La Llorona

Cabellos negros como la noche, piel pálida como la escarcha matutina, belleza innegable pero trágica por naturaleza. Así se describe al alma de la Llorona, desde tiempos remotos. Lágrimas cristalinas cuelgan de sus ojos. Un vestido blanco como la niebla cubre su cuerpo pálido. Y sus sollozos son tan fuertes, tan tristes, que llegan a ser violentos. Horribles de escuchar.

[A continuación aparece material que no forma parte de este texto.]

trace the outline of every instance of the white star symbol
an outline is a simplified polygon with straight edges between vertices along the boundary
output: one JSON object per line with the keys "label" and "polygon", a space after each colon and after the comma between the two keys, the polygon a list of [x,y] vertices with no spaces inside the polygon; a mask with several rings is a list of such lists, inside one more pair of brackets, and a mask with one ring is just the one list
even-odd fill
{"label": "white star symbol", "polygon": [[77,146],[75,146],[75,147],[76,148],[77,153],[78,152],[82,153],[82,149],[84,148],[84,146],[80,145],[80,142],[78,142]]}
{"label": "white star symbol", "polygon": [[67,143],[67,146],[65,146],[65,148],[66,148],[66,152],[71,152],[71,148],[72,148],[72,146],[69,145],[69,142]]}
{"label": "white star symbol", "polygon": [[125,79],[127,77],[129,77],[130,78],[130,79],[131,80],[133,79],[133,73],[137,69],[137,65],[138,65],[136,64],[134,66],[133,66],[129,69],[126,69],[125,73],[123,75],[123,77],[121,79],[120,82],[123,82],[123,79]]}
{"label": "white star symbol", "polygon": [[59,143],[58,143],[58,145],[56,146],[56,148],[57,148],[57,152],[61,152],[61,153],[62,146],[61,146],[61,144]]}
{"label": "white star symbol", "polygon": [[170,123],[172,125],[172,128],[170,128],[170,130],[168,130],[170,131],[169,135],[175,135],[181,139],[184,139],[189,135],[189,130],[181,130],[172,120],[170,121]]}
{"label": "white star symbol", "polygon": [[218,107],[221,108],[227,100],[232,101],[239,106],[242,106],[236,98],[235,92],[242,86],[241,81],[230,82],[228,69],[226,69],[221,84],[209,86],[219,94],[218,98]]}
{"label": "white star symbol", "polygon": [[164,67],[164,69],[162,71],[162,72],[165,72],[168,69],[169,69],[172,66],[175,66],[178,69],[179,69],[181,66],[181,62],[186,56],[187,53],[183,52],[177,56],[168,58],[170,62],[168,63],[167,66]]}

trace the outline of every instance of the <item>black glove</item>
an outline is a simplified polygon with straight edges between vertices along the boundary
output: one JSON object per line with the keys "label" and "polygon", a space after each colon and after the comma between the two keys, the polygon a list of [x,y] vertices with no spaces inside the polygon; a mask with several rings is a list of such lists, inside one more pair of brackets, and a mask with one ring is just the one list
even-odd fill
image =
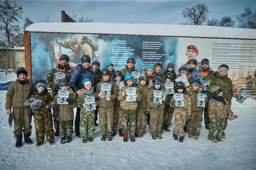
{"label": "black glove", "polygon": [[67,99],[66,99],[66,101],[67,101],[67,103],[68,103],[68,104],[73,104],[73,103],[74,103],[73,100],[72,100],[72,99],[70,99],[70,98],[67,98]]}
{"label": "black glove", "polygon": [[58,110],[57,107],[54,107],[52,108],[52,118],[53,119],[56,119],[58,118],[58,115],[59,114],[59,111]]}

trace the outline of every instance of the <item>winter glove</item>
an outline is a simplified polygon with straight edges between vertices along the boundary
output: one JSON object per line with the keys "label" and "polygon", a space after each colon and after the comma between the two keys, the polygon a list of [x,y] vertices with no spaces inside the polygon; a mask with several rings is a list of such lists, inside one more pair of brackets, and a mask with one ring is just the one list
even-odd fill
{"label": "winter glove", "polygon": [[161,106],[161,104],[160,104],[160,103],[158,103],[158,104],[157,104],[157,106],[156,106],[156,108],[159,108],[160,107],[160,106]]}
{"label": "winter glove", "polygon": [[68,103],[68,104],[70,104],[70,105],[73,104],[73,103],[74,103],[74,101],[73,101],[72,99],[70,99],[70,98],[67,99],[66,99],[66,101],[67,101],[67,103]]}
{"label": "winter glove", "polygon": [[171,103],[171,106],[175,107],[175,101],[172,101],[172,102]]}
{"label": "winter glove", "polygon": [[186,118],[186,122],[188,122],[189,120],[189,118],[190,118],[190,115],[187,115],[187,117]]}
{"label": "winter glove", "polygon": [[31,108],[31,110],[35,110],[39,109],[40,106],[38,103],[35,103],[32,104],[31,105],[30,105],[30,108]]}
{"label": "winter glove", "polygon": [[53,119],[56,119],[58,118],[58,115],[59,114],[58,108],[55,107],[52,108],[52,118]]}

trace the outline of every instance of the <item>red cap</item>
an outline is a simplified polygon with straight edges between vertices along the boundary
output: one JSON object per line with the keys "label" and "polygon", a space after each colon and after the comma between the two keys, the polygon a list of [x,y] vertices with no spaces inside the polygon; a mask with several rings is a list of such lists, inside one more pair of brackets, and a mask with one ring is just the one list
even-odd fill
{"label": "red cap", "polygon": [[189,45],[189,46],[187,46],[187,50],[195,50],[197,54],[199,53],[198,52],[198,49],[197,49],[196,46],[193,45]]}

Varias culturas, de múltiples partes del globo le han otorgado nombres y personalidades distintas. Los europeos la llamaban apenas de "la Dama de Blanco". Los mexicas la asociaban a la diosa prehispánica Tenpecutli, a la recolectora de almas Cihuacóatl, a la protectora de los huesos de los muertos Mictecacíhuatl, y a muchas otras entidades más. Para la mitología talamanqueña de los pueblos indígenas de Costa Rica, se relaciona con Itsö, un mal espíritu demoníaco. Los Mapuches de Chile la llaman Pucullén.

Pero en todos estos casos, su situación es similar; es un espíritu perdido en el tiempo y espacio, que lamenta la muerte de sus hijos y de su familia, cerca de ríos, riachuelos y otros cuerpos de agua. Y s luto es tan inmenso, que logra convertir a su melancolía en rabia. Por esto, se le considera tan peligrosa.

La Llorona, como concepto general, ha sido muy influenciada por el terror de la conquista española. Simboliza la pérdida, la miseria, la agonía y el resentimiento que el colonialismo creó en territorio Latinoamericano. Por eso, no existe apenas una Llorona, sino varias. Y cada una de sus versiones merece ser recordada y respetada, porque más allá del fascinante elemento sobrenatural que poseen, todas se basan en la sangrienta realidad de nuestro continente. 

De cierta manera, su llanto es el eco transgeneracional de miles y miles de lamentos del pasado, que fueron silenciados por las risas crueles de los colonizadores.